ASA-LAN----->ASA_GATEWAY------------Internet ----------------------------Fortigate-VPN Gateway------------------Fortigate-LAN
From ASA LAN----to--Fortigate LAN === OK
From Fortigate-LAN -- to--ASA-LAN ==== not working..
Fortigate Policies is in place
ASA Firewall Rules is also in place. --- I have Created one Outside Rule From Fortigate-LAN-2-ASA-LAN and also created
one Inside-Rule from ASA-LAN-2-Fortigate-LAN.
Please help me if I am missing some configurations.
Ahmed
07-27-2015 05:17 AM
Hello, Ahmed.
Let's try to isolate the problem. You can you the following command on ASA:
show crypto ipsec sa | i encaps|decaps
By this command you'll see, if the packets from Fortigate's LAN are coming to ASA. So, please, try to initiate some connections from Fortigate's LAN to ASA's LAN and simultaneously issue show crypto ipsec sa | i encaps|decaps command on ASA.

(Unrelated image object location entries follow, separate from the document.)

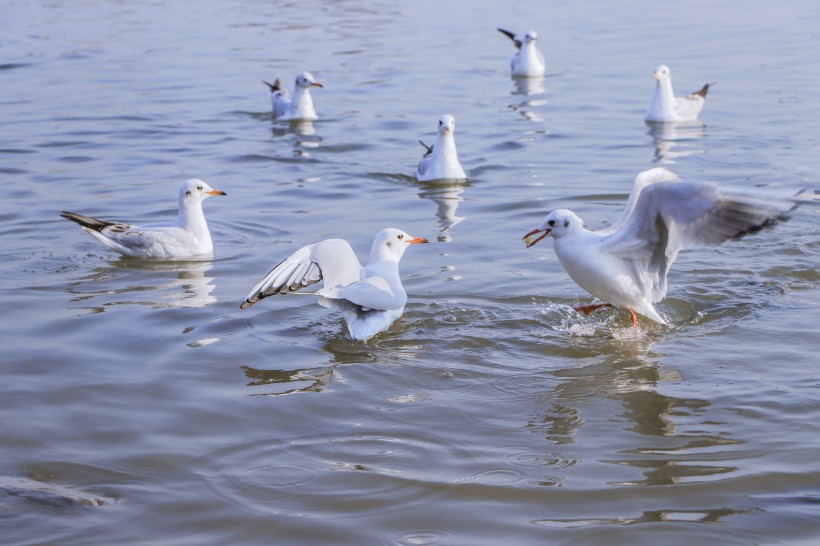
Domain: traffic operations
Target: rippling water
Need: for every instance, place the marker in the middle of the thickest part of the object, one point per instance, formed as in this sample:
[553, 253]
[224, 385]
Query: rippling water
[141, 406]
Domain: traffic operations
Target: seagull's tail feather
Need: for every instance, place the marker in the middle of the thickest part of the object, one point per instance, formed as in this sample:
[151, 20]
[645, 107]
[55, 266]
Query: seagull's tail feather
[703, 90]
[511, 36]
[86, 221]
[275, 86]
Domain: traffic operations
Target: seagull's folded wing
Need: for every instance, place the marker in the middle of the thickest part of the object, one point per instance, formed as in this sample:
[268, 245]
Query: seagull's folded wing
[374, 293]
[331, 260]
[672, 216]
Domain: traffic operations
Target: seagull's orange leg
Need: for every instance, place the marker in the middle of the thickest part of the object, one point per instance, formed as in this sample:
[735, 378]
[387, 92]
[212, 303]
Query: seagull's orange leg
[587, 309]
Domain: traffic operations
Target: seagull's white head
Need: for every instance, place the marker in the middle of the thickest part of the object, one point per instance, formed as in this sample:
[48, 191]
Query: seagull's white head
[557, 223]
[306, 79]
[446, 125]
[390, 244]
[662, 73]
[195, 190]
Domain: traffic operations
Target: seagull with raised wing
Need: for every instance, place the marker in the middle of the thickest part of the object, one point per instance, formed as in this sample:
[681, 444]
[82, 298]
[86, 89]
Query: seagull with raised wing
[666, 107]
[441, 159]
[528, 61]
[296, 107]
[627, 265]
[188, 237]
[370, 298]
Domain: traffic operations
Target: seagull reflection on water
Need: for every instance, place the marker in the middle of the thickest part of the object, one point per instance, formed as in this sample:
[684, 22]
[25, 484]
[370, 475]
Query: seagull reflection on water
[676, 139]
[190, 286]
[446, 194]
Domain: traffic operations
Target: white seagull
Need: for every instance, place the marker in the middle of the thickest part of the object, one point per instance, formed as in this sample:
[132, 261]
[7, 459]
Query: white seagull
[667, 107]
[370, 298]
[188, 237]
[298, 107]
[626, 265]
[528, 61]
[441, 159]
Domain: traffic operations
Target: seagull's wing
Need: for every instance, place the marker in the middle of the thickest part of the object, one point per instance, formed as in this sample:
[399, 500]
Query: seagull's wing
[425, 166]
[375, 292]
[673, 216]
[511, 36]
[689, 107]
[331, 260]
[651, 176]
[138, 241]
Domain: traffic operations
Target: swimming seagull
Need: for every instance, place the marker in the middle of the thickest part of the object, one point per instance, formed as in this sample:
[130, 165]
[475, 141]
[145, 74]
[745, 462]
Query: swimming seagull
[528, 61]
[186, 238]
[298, 107]
[441, 159]
[370, 298]
[627, 265]
[667, 107]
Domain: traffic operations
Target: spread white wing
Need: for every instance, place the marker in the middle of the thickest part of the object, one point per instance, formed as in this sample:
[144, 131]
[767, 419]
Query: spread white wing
[332, 261]
[671, 216]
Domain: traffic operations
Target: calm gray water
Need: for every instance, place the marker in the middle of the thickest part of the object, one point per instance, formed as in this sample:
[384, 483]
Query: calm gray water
[140, 406]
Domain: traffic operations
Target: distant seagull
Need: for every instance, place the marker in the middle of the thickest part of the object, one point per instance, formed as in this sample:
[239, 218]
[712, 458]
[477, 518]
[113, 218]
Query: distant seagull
[528, 61]
[626, 266]
[667, 107]
[299, 107]
[370, 298]
[188, 237]
[441, 159]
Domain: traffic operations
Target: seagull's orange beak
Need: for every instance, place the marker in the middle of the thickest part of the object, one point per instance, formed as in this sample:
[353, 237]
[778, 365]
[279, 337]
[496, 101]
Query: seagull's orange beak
[530, 241]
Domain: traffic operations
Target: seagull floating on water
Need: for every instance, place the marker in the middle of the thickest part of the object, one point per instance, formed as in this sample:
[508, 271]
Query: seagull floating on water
[186, 238]
[626, 265]
[441, 159]
[528, 61]
[370, 298]
[667, 107]
[298, 107]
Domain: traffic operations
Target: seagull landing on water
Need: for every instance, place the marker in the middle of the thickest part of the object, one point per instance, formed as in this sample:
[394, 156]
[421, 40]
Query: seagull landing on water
[667, 107]
[188, 237]
[627, 264]
[441, 159]
[370, 298]
[528, 61]
[298, 107]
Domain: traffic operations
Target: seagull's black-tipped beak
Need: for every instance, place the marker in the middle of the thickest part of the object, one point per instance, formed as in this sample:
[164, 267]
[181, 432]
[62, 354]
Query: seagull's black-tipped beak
[528, 237]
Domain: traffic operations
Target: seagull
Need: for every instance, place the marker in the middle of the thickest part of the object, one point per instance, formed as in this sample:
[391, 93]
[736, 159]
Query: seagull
[626, 265]
[667, 107]
[186, 238]
[528, 61]
[299, 107]
[370, 298]
[441, 159]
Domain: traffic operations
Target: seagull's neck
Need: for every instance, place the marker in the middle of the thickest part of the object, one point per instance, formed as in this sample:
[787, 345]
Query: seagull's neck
[192, 219]
[302, 100]
[445, 147]
[664, 94]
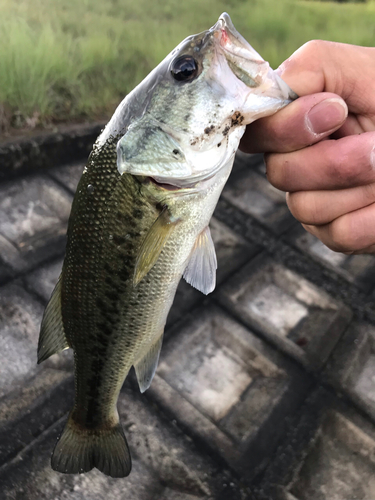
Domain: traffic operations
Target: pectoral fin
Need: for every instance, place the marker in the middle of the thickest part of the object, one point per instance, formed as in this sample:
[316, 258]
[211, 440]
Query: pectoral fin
[145, 368]
[153, 244]
[52, 336]
[201, 269]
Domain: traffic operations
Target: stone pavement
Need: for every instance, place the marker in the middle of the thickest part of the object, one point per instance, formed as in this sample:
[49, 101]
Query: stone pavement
[265, 388]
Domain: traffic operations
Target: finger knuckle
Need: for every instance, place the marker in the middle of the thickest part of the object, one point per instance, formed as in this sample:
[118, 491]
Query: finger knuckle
[278, 171]
[342, 170]
[306, 208]
[312, 47]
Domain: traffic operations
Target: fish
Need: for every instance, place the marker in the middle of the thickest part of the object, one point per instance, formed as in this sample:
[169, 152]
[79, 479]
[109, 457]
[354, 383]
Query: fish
[140, 221]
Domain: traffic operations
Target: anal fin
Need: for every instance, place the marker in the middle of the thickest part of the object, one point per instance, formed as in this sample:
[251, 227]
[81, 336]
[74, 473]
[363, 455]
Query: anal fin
[52, 336]
[145, 367]
[201, 269]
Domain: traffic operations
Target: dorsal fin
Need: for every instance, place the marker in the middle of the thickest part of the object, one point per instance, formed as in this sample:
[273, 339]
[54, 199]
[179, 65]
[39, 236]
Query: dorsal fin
[201, 269]
[52, 336]
[145, 367]
[153, 244]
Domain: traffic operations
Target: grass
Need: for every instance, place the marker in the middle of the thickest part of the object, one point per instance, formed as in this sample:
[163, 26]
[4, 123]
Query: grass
[65, 60]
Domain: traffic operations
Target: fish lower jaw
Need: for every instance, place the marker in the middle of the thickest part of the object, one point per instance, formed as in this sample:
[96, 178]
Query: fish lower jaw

If you'll see, that "decaps" counters are increasing, will be sure, that the packets from Fortigate reach the ASA, and ASA is able to decapsulate them. If counters are not increasing, the issue is somewhere on the link or on the Fortigate.
07-28-2015 07:48 AM
Boris,
Thanks for the valuable tips, I think the problem is from Fortigate side and I will keep
looking what I am missing.
thanks
Sorry for my broken English
07-30-2015 11:22 PM
how does you policies for Fortigate looks like, If its policy based VPN on Fortigate with action as IPsec then move it to top and make source and destination specific instead of all to all.
HTH
Hitesh
08-01-2015 07:20 AM
Hi Hitesh,
Fortigate policies are in the top of all policies, still there is only one way connection (From ASA LAN to Fortigate LAN is ok) but the other way connectivity is not happening.
Also static route towards to the Fortigate phase 1 interface is in place.
08-01-2015 07:29 AM
Hi Ahmed
Please go to phase 1 settings of the fortigate and check if interface is enabled or not. If it's not then you would need to remove static route towards tunnel.
Secondly please check for any policy routes under routes to check if you don't have a override there.
Also provide the output of
Diag vpn tunnel list and
Get router info routing-table all
Thanks
Hitesh
08-01-2015 10:36 PM
04-29-2021 05:19 AM
hello @Ahmed Abdi
can you screenshot the policies in place + routes from the fortigate firewall?
thanks
Discover and save your favorite ideas. Come back to expert answers, step-by-step guides, recent topics, and more.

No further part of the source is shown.